If you like to wear make-up then rosacea isn't a reason to stop, but we do have a few recommendations:
- Before applying make-up cleanse and moisturise with products suitable for your skin; always treat your skin gently, don't rub or pull with your fingertips.
- Keep the products you use simple, the more products (with more ingredients) you use the more likely you are to aggravate your skin
- Use of an SPF15 or above is advised to protect the skin from sun exposure
- Use a sheer green tinted primer to counteract the redness in the skin
- Opt for an oil-free foundation and concealer - your foundation should match your natural skin tone as closely as possible, while your concealer should be one shade lighter.
- If possible use brushes and tools to apply your makeup to reduce irritation caused by fingertips.
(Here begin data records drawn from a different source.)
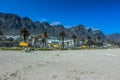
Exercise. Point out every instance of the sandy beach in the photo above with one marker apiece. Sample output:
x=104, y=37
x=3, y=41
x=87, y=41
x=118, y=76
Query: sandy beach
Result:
x=101, y=64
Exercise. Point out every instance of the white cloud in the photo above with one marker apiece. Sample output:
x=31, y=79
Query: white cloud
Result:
x=55, y=23
x=93, y=28
x=44, y=20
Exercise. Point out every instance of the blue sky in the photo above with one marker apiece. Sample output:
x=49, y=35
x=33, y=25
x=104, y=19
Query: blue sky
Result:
x=98, y=14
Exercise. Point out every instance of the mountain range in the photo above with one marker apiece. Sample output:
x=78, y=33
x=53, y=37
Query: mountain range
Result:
x=12, y=23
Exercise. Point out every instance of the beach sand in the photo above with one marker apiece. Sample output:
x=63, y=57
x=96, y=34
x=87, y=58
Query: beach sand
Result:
x=101, y=64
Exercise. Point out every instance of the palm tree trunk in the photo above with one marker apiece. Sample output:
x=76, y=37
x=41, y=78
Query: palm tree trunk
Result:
x=63, y=42
x=74, y=43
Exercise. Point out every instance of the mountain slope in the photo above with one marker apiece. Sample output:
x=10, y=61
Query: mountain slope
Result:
x=11, y=24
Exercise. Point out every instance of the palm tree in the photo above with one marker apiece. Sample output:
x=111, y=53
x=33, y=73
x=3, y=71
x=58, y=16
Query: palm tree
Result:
x=1, y=35
x=74, y=37
x=99, y=41
x=89, y=41
x=24, y=32
x=62, y=35
x=44, y=37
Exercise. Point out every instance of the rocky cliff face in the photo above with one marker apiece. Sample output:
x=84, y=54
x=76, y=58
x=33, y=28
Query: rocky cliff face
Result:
x=11, y=24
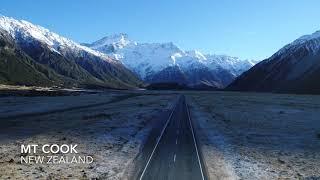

You may want to look for cruelty-free, anti-bacterial brushes
- Explore mineral make-up options as they typically do not contain ingredients that are prone to irritating the skin.
- If you choose to use blusher, this may depend on the coverage of your foundation and the severity of your rosacea, use a mineral blush with a light touch.
- Opt for gentle eye make-up because it's especially important to treat the eye area gently
- Go for a neutral lips, red colours may exacerbate the look of redness in the skin.
Can rosacea be cured?
There is no cure for rosacea, however dermatological treatments can control or reverse its signs and symptoms. No treatment can be guaranteed to switch rosacea off forever, however long-term treatments control symptoms and can clear the spots. Treatment works best if started when rosacea is at an early stage.